I see.
So Penn State scrubbed all the bad stuff from the Freeh report.
You don't have to believe me, but realize I do know a thing or two about what I am talking about.
I am not obsessed with the PSU scandal like many are, so I am not sure I have all the information correct on what happened at PSU. But the following ius my understanding of what happened:
The Freeh report was commissioned by the PSU Board of Trustees. Louis Freeh never interviewed any of the fact witnesses (never spoke with Sandusky, McQueary, Paterno, AD Curley or President Spanier). Instead, he relied upon emails and interviews with ancillary personnel.
in his report, Freeh basically hung all the blame on a dead football coach, the AD and the President. With respect to the Trustees, he said that they didn't follow the best oversight procedures, and because they did not involve themselves enough in day to day operations of the University, no one told them about Sandusky.
Hmm....notice anything there? The Trustees, who paid for the report, were not implicated in any way, other than to say that they should pay more attention to University operations. All blame fell on a dead guy, and an AD and President who couldn't have been saved anyway, and were promptly forced to resign. So the Trustees got complete cover from that report, and got a tidy recommendation that they clean house, which the media and public at large was already demanding.

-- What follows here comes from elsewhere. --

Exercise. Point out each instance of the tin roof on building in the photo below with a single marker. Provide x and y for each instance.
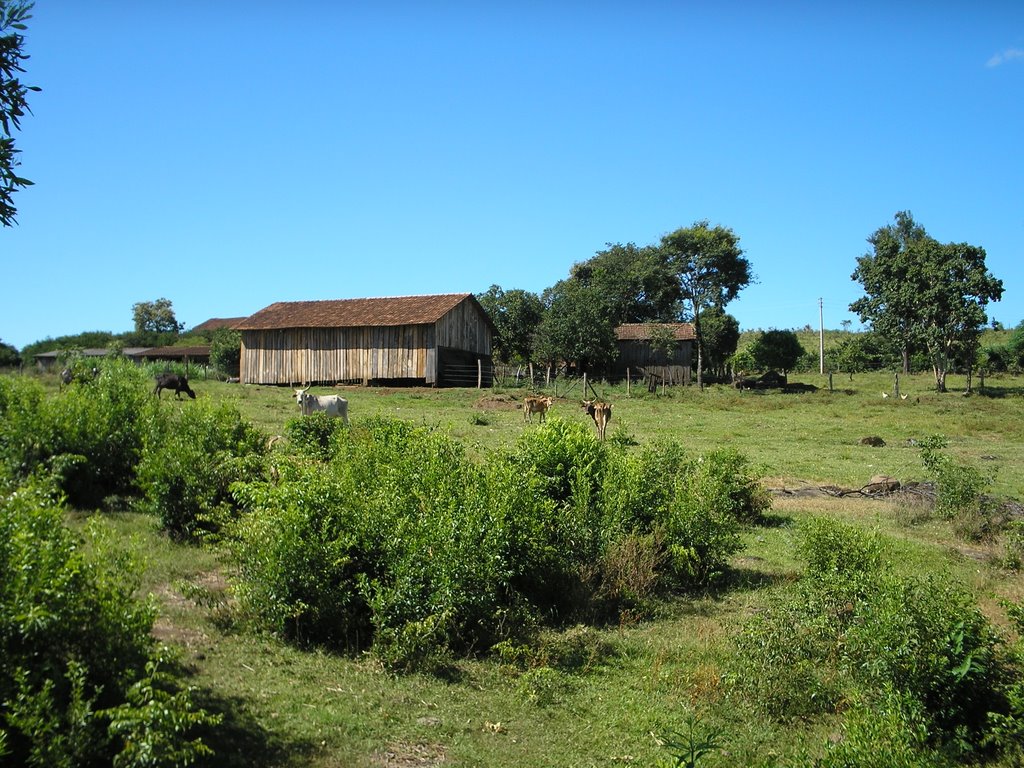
(398, 310)
(642, 331)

The biggest criticism of the Freeh report is that it laid the bulk of the blame on Paterno. Pretty convenient, don't you think? Him being dead and all. So no, it is not a matter of scrubbing everything bad from the report. Given what had happened, Louis Freeh couldn't very well conclude nothing bad happened. Like I said, the attorneys won't lie. But the attorney did limit his review to secondary sources, and never interviewed primary fact witnesses to ask them directly who knew, and concluded - big shocker - that the Trustees of the University weren't to blame.